Taking into account that medical bills/liens are often negotiated down by plaintiff's counsel, plaintiff #1 received only conservative treatment, has never been considered a candidate for surgery, only missed two weeks of work and has otherwise returned to essentially the same lifestyle as prior to the traffic collision, it would be difficult to successfully argue, based on plaintiff's losses and the defendant's conceded liability, that any potential judgment would be likely to exceed the amount of the $200,000 policy-limits demand. Assuming that the carrier complied with CCP Section 999.3's requirement to notify the claimant, in writing, of its decision and the basis for its decision, the carrier's rejection of the policy-limits demand would appear to be reasonable.

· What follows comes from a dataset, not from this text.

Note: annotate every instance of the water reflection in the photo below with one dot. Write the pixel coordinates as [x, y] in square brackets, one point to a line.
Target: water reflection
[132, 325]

Hypothetical plaintiff #2's situation is starkly different, however. She suffered severe orthopedic injuries as a result of a head-on traffic collision caused by defendant's negligence. She underwent surgery (but continues to suffer from pain and physical limitations), was unable to work for several months and shows potential signs of a traumatic brain injury. Her pre-mediation policy limits demand of $500,000 was accompanied by extensive medical records (including imaging reports, a surgical report, regular notes from visits with her orthopedic doctors and physical therapy progress notes), itemized medical bills and wage statements to support a claim for lost wages.

Even taking into account any negotiation of medical bills/liens, plaintiff #2 was required to have surgery due to severe orthopedic injuries (which were not pre-existing), has a potential traumatic brain injury and continues to suffer from pain and physical limitations, significantly limiting her quality of life. The carrier might have asked plaintiff #2 to provide additional information/documentation in response to her CCP Section 999 demand, but ultimately, its rejection of the policy-limits demand would appear to be unreasonable in this case.

Conclusion

In both of the hypothetical cases, despite the very different fact patterns, the mediator is unfortunately caught between plaintiff's counsel and defense counsel, on either side of the policy limit. Although no one is likely to concede that their position is wrong, a thorough evaluation and discussion of the open-or-closed policy question at the start of the mediation--prior to negotiating--is a critical step toward ensuring that settlement will be possible.